Sur les demandes accessoires
Aucune considération tirée de l’équité ou de la situation économique des parties ne vient justifier l’application de l’article 700 du Code de procédure civile. Le demandeur sera donc débouté de sa demande.
L’article 696 du Code de procédure civile dispose que la partie perdante est condamnée aux dépens. Il convient donc de mettre les dépens solidairement à la charge Monsieur [I] [X] [R] comprenant notamment le coût du commandement de payer, sa dénonciation à la CCAPEX et de l’assignation.

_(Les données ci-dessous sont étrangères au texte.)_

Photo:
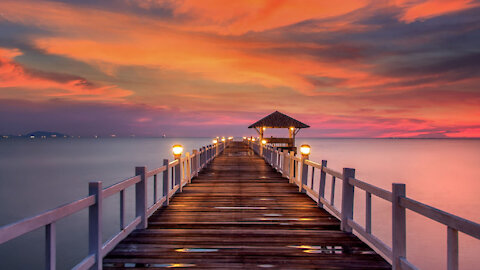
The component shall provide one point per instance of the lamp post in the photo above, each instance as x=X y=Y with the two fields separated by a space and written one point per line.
x=177 y=151
x=177 y=154
x=305 y=151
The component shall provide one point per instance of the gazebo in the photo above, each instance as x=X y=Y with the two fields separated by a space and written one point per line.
x=279 y=120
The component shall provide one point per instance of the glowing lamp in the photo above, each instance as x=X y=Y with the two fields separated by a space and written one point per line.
x=305 y=150
x=177 y=151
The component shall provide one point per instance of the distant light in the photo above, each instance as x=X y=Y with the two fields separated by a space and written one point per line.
x=177 y=150
x=305 y=150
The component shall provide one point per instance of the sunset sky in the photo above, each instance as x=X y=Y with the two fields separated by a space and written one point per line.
x=405 y=68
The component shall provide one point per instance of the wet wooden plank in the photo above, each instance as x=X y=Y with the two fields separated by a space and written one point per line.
x=241 y=214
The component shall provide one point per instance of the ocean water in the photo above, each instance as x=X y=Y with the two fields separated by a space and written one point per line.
x=42 y=174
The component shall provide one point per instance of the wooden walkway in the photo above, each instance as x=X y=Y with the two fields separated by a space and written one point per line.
x=240 y=213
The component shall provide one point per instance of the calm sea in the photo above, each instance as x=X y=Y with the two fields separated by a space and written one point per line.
x=36 y=175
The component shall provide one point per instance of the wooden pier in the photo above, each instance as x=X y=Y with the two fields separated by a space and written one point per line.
x=241 y=213
x=242 y=205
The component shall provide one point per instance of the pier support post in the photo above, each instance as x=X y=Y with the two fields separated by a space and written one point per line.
x=347 y=199
x=177 y=175
x=321 y=185
x=399 y=227
x=303 y=174
x=141 y=197
x=291 y=172
x=51 y=246
x=95 y=224
x=285 y=163
x=194 y=163
x=189 y=167
x=166 y=184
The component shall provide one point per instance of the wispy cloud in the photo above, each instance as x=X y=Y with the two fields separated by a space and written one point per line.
x=362 y=68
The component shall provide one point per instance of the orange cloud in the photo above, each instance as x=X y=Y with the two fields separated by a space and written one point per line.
x=430 y=8
x=14 y=75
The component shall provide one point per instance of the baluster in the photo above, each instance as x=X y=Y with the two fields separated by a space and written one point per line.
x=154 y=189
x=122 y=209
x=303 y=174
x=166 y=183
x=368 y=212
x=332 y=191
x=321 y=186
x=50 y=246
x=141 y=197
x=347 y=199
x=452 y=249
x=399 y=228
x=95 y=224
x=312 y=179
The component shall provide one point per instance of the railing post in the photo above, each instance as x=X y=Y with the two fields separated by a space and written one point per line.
x=177 y=174
x=194 y=162
x=291 y=173
x=189 y=167
x=347 y=199
x=198 y=160
x=141 y=197
x=321 y=185
x=285 y=163
x=166 y=184
x=399 y=227
x=452 y=249
x=303 y=174
x=95 y=224
x=181 y=168
x=51 y=246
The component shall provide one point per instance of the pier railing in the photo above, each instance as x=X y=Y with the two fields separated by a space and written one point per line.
x=301 y=172
x=174 y=175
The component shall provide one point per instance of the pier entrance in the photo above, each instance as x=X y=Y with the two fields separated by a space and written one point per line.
x=240 y=213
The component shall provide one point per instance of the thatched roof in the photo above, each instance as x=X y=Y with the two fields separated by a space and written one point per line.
x=278 y=120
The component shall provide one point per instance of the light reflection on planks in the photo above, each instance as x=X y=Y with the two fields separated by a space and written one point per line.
x=240 y=213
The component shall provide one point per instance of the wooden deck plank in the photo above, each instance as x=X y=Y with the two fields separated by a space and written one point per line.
x=241 y=214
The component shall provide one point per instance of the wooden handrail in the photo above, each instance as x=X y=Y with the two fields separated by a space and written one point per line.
x=190 y=166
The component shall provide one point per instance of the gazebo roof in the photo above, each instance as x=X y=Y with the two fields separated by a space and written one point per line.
x=278 y=120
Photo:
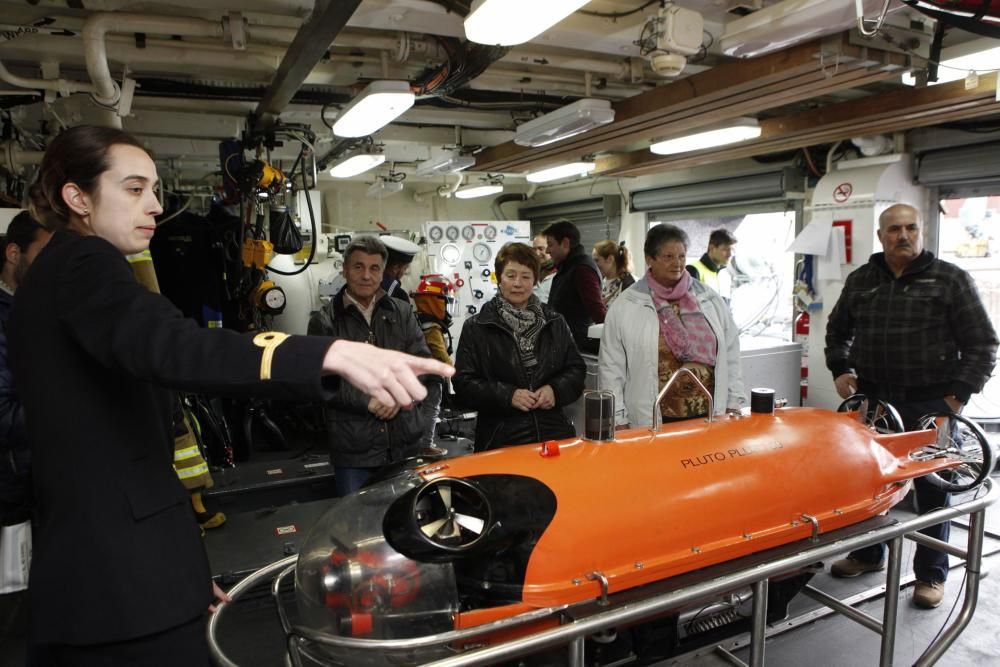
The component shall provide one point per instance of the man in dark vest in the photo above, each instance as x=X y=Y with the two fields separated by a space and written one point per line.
x=576 y=288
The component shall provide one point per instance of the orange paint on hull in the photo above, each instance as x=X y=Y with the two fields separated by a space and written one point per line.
x=650 y=506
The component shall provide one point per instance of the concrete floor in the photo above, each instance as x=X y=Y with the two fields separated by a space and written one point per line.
x=835 y=641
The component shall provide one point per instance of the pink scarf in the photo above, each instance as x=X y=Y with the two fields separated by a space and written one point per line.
x=689 y=336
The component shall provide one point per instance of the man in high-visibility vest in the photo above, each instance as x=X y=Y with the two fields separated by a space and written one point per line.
x=709 y=269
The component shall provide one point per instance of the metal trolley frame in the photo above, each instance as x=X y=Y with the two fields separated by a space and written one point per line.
x=579 y=621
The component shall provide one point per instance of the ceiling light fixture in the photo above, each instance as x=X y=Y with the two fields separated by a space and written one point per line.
x=383 y=187
x=735 y=131
x=376 y=106
x=447 y=163
x=954 y=69
x=509 y=22
x=574 y=169
x=569 y=121
x=490 y=185
x=355 y=164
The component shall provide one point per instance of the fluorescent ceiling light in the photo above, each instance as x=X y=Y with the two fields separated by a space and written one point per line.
x=482 y=190
x=561 y=171
x=509 y=22
x=447 y=163
x=955 y=69
x=739 y=131
x=373 y=108
x=356 y=164
x=383 y=188
x=572 y=119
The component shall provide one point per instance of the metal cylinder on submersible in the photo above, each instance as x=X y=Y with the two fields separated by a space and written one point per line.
x=762 y=400
x=599 y=415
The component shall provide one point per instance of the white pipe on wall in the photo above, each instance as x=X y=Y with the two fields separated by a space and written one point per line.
x=97 y=26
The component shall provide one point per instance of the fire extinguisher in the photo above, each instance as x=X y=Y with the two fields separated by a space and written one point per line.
x=802 y=336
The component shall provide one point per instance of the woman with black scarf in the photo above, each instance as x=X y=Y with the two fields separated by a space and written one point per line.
x=517 y=364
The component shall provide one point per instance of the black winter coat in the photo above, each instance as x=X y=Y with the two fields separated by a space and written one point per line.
x=14 y=451
x=116 y=549
x=488 y=370
x=357 y=438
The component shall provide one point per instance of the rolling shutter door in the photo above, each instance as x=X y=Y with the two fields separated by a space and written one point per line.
x=964 y=170
x=754 y=193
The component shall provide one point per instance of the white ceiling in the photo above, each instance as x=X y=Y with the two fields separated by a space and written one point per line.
x=205 y=89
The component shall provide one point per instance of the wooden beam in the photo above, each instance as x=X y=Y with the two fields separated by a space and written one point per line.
x=898 y=110
x=726 y=91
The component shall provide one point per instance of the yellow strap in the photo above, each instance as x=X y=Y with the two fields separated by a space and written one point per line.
x=187 y=453
x=144 y=256
x=193 y=471
x=269 y=340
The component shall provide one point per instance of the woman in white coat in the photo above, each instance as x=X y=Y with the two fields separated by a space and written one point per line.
x=664 y=322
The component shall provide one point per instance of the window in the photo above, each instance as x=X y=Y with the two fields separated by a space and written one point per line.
x=761 y=272
x=969 y=236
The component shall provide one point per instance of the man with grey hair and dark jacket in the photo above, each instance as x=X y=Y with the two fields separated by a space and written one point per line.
x=911 y=330
x=365 y=434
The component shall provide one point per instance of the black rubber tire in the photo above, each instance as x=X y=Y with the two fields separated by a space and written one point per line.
x=881 y=417
x=964 y=440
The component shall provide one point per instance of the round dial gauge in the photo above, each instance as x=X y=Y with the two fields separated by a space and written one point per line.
x=450 y=253
x=274 y=299
x=481 y=252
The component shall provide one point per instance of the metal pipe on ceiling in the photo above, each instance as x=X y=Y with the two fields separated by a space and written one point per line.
x=97 y=26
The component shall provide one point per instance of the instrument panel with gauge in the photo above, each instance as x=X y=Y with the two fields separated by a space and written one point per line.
x=464 y=252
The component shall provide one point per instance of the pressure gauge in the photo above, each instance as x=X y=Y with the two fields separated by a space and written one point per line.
x=450 y=253
x=274 y=300
x=481 y=252
x=269 y=297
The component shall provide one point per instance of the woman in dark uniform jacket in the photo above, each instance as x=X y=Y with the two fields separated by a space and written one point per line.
x=119 y=574
x=517 y=364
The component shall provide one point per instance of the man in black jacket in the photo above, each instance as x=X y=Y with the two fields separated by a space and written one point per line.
x=576 y=287
x=911 y=330
x=365 y=434
x=25 y=238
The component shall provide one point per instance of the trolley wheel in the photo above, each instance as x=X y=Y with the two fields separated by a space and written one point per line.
x=880 y=417
x=962 y=439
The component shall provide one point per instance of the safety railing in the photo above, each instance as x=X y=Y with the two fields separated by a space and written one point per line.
x=627 y=610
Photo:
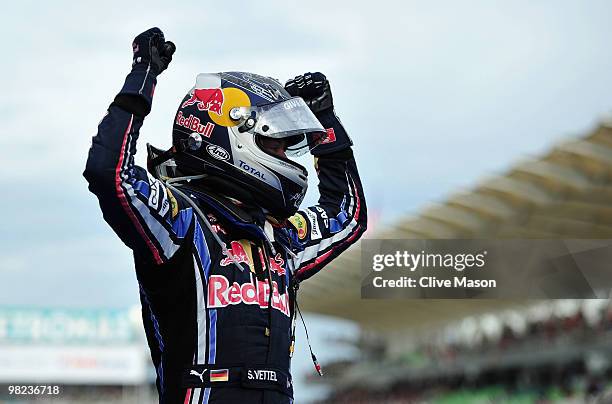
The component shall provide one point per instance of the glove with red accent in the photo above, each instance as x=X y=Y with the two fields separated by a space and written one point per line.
x=314 y=88
x=151 y=55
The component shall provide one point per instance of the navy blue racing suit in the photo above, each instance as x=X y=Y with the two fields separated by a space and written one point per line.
x=212 y=334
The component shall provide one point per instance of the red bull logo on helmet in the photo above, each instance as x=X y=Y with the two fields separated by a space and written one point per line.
x=206 y=99
x=222 y=294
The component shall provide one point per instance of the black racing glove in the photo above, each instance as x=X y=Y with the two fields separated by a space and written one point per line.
x=152 y=55
x=151 y=50
x=314 y=88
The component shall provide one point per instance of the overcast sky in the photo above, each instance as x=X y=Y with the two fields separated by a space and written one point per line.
x=435 y=94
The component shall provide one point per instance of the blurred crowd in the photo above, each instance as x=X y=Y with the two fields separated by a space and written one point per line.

Conformément aux dispositions de l’article 514 du Code de procédure civile, la présente décision de première instance sera exécutoire de droit à titre provisoire.
PAR CES MOTIFS
La juge des contentieux de la protection, statuant publiquement par jugement réputé contradictoire, mis à disposition au greffe, et rendu en premier ressort,
Constate que les conditions d’acquisition de la clause résolutoire figurant au bail conclu le 11 janvier 2022 entre Monsieur [I] [X] [R] et l’OPH [Localité 9] METROPOLE HABITAT concernant le bien situé [Adresse 4] sont réunies au 14 octobre 2024 ;
Dit que Monsieur [I] [X] [R] est désormais occupant sans droit ni titre du logement ;
Ordonne en conséquence à Monsieur [I] [X] [R] de libérer le bien immobilier et de restituer les clés dans le délai de huit jours à compter de la signification de la présente décision ;
Dit qu’à défaut, par Monsieur [I] [X] [R], d’avoir libéré les lieux situés [Adresse 4], deux mois après la notification à la Préfecture du commandement d’avoir à quitter les lieux, il sera procédé à son expulsion et à celle de tous occupants de son chef, avec le concours de la force publique, si besoin est ;
Condamne Monsieur [I] [X] [R] à payer à [Localité 9] METROPOLE HABITAT une indemnité d’occupation égale au montant des loyers et charges qui auraient été dus en cas de non résiliation de bail, jusqu’à la libération effective des lieux et la remise des clés ;
Condamne Monsieur [I] [X] [R] à payer à [Localité 9] METROPOLE HABITAT la somme de 2 202,01 € (DEUX MILLE DEUX CENT DEUX EUROS, UN CENTIME) au titre des loyers, charges et indemnités d’occupation dus au 31 mai 2025 ;
Rappelle que la présente décision est exécutoire par provision de plein droit ;
Condamne Monsieur [I] [X] [R] aux entiers dépens de l’instance ;
Déboute le bailleur de sa demande fondée sur l’article 700 du Code de procédure civile ;
Dit que la présente décision sera notifiée par le greffe du Tribunal à la Préfecture d’Indre-et-Loire en application de l’article R 412-2 du Code des procédures civiles d’exécution.
Ainsi jugé et prononcé par mise à disposition au greffe, le douze septembre deux mille vingt cinq par la Juge et la Greffière susnommées.